H通信でトップ営業マンに同行1日だけ入社する


1994年の8月、私は新卒で入社した会社を1年半で退職しました。

次の仕事が決まっていなかったので、一時的にアルバイトをすることにしました。応募を考えたのは、有名なH通信の営業職でした。当時、日本テレコムやDDI第二電電などの市外電話のリセールが流行していました。H通信は現在上場している企業ですが、当時はまだそれほど大きくはありませんでした。しかし、毎週アルバイト情報誌に募集広告が掲載されていたため、一定の知名度はありました。

私は新規開拓営業に興味を持っていました。以前の職場では完全な固定得意先営業をしていました。ルートセールスでは、会社から固定の得意先が割り当てられ、担当者との相性が売り上げに影響を及ぼすことがあります。しかし、新規開拓営業では自分で顧客を見つけるため、このような問題は少ないと考えていました。また、営業の実力は新規開拓に現れるとも思っていました。新規開拓営業なら、もしかすると自分も成功できるかもしれないと楽観的に考えていました。

H通信の面接を受けたところ、すぐに合格しました。実際、面接を受けた人はほとんどが採用されるような印象でした。

H通信での私の仕事

私が配属されたのは渋谷の営業所で、当時20人ほどの営業員がいたと思います。ほとんどが20代から30代前半で、約半数がアルバイトでした。

初日は研修を受けましたが、詳細はあまり覚えていません。2日目からは営業の同行研修に参加しました。私は幸運にも、当時のH通信全国No.1の営業マンと一緒に同行する機会を得ました。
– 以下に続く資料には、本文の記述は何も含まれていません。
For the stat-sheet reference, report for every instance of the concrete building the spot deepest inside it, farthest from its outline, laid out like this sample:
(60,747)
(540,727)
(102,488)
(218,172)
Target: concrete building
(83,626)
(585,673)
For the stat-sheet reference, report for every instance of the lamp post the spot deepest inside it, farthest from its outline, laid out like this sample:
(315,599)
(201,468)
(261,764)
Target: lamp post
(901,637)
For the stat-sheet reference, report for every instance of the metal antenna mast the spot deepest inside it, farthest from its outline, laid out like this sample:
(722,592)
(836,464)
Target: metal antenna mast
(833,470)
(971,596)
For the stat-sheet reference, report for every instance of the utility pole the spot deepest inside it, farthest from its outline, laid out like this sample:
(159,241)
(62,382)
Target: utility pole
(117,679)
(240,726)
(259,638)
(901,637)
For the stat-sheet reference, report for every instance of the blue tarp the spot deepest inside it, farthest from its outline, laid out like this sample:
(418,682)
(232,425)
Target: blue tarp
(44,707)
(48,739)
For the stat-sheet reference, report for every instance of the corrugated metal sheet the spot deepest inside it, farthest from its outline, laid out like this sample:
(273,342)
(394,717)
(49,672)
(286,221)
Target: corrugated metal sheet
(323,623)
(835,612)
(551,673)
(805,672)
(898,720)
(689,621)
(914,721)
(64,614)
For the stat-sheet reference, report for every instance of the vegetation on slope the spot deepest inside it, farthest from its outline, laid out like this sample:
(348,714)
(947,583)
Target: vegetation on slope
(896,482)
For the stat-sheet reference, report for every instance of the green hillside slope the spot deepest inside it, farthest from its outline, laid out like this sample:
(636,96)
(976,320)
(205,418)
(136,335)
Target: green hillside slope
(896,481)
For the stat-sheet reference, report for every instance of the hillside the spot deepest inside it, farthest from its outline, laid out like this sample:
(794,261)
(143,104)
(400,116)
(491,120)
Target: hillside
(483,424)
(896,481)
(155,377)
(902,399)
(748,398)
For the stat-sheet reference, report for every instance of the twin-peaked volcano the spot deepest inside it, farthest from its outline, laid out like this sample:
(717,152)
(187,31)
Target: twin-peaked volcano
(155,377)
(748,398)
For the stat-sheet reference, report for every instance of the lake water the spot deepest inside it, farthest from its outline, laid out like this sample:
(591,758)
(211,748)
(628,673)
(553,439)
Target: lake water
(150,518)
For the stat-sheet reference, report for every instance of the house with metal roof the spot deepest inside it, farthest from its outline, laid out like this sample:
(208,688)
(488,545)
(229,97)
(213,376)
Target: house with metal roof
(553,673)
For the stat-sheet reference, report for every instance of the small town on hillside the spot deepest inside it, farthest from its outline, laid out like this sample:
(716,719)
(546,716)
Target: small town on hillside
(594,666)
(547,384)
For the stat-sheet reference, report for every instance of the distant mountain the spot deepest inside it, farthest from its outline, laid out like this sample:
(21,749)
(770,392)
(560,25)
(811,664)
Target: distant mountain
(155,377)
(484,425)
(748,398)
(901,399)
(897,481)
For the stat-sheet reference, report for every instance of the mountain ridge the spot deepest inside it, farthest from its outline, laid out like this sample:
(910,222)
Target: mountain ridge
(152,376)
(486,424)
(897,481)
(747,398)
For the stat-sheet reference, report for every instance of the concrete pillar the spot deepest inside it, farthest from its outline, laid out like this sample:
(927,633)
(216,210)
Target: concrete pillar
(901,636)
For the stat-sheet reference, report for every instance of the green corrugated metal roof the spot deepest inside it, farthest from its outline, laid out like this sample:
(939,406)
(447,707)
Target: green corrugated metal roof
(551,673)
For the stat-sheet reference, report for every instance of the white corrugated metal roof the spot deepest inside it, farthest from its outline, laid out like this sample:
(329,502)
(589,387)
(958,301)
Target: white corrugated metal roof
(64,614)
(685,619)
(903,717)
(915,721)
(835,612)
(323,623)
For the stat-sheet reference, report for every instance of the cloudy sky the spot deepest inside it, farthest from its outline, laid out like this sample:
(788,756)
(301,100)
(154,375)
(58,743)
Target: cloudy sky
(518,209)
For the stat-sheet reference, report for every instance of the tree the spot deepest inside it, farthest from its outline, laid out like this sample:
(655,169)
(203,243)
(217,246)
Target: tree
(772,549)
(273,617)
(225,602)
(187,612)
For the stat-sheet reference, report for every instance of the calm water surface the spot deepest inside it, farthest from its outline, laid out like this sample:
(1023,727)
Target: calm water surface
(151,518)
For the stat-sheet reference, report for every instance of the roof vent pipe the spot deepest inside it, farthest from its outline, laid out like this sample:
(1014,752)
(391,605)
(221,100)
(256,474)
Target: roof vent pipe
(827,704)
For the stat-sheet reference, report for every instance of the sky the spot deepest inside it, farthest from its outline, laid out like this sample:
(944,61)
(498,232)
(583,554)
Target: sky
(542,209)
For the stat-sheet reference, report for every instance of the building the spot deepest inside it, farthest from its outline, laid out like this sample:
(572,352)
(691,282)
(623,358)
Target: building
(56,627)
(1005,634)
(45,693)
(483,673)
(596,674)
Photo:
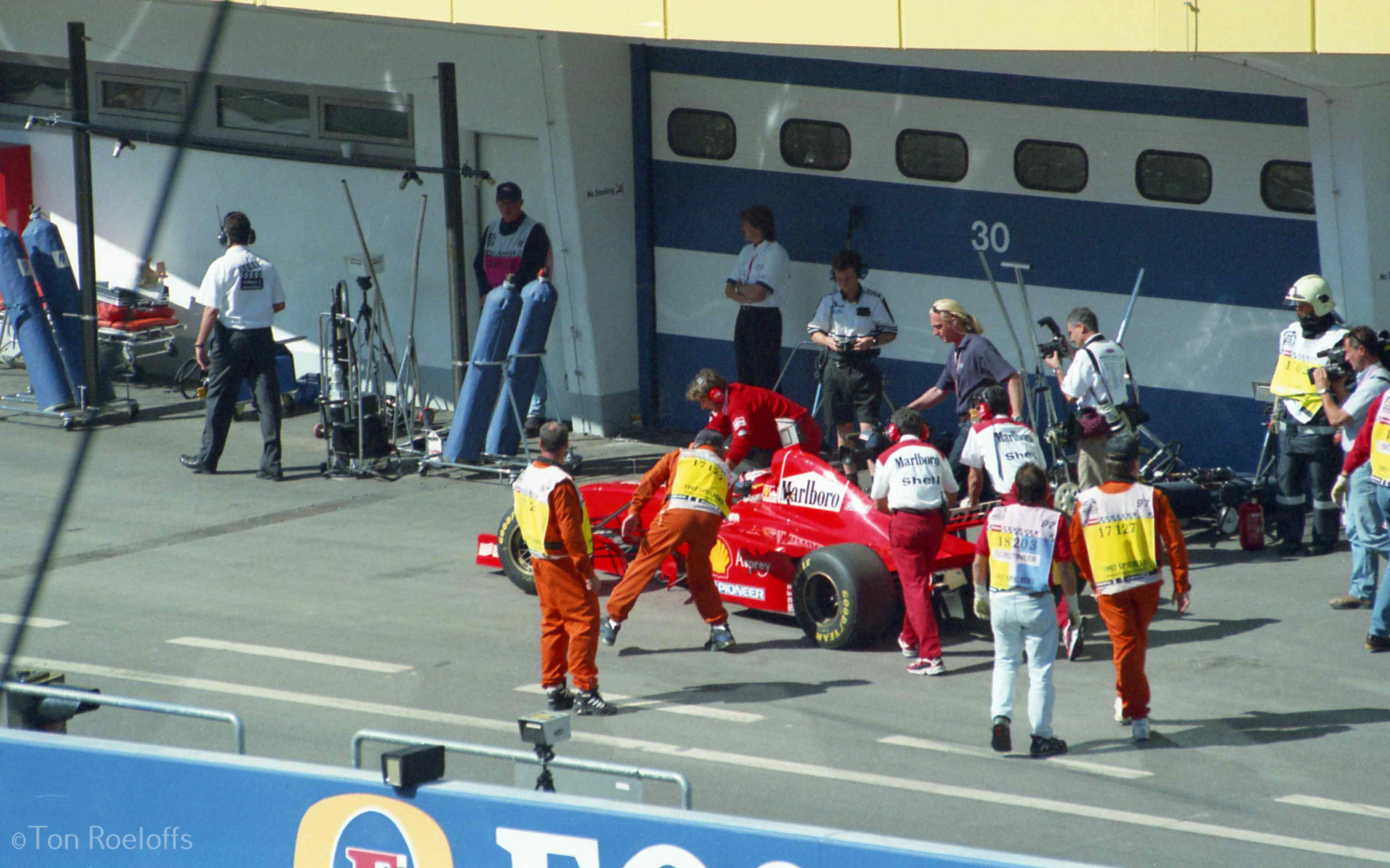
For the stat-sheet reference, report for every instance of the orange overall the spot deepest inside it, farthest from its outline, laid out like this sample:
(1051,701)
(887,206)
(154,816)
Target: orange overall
(1129,610)
(676,524)
(569,609)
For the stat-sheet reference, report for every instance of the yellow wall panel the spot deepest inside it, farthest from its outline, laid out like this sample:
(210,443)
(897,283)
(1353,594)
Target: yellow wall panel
(821,23)
(1356,27)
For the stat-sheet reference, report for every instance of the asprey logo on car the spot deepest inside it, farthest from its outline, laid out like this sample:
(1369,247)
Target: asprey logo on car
(809,491)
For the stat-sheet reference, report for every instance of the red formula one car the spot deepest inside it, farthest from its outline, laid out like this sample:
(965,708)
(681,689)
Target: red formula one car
(804,542)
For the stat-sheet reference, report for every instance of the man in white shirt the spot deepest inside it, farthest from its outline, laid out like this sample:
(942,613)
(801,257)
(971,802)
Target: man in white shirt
(241,295)
(914,485)
(1096,384)
(762,270)
(998,446)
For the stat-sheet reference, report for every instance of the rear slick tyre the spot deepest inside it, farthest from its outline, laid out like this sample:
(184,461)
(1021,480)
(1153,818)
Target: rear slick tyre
(843,596)
(515,556)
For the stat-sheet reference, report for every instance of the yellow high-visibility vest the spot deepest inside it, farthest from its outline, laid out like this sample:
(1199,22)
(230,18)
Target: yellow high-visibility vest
(531,499)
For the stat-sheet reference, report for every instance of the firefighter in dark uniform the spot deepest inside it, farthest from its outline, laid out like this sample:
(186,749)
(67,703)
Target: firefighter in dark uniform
(851,323)
(1308,455)
(241,295)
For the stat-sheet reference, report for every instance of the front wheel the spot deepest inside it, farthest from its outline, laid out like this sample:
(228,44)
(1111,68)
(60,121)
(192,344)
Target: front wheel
(843,595)
(515,556)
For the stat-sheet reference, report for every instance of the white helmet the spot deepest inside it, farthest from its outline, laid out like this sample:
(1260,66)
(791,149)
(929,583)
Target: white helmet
(1316,292)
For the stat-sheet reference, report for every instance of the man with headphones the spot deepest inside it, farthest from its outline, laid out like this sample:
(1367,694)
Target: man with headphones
(914,485)
(851,323)
(241,295)
(748,417)
(1308,456)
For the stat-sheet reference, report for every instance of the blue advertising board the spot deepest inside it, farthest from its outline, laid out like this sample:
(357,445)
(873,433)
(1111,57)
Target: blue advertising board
(76,802)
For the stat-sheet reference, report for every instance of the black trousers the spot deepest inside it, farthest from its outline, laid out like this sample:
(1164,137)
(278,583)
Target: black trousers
(236,356)
(758,345)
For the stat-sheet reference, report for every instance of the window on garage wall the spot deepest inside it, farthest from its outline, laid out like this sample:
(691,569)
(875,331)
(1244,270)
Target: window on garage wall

トップの営業マンはどのような人物かと興味を持ちましたが、意外にもかなり普通の方でした。挨拶を交わし、「今日からよろしくお願いします」と伝えると、彼は感じが良く「一緒に頑張ろう」と応じてくれました。外に出ると、彼はすぐにユンケル(栄養ドリンク)を飲み始めました。彼は毎日飛び込み営業を行っており、疲れが見え隠れしていましたが、栄養ドリンクを飲むと気合が入るようで、「よし、行こう」と言って赤坂の営業地へ向かいました。私も同行しました。

電車の中で、その先輩が専門学校卒業後すぐにH通信に入社したことを知りました。トップセールスマンとして多くの収入を得ており、最近はパジェロを現金で購入したそうです。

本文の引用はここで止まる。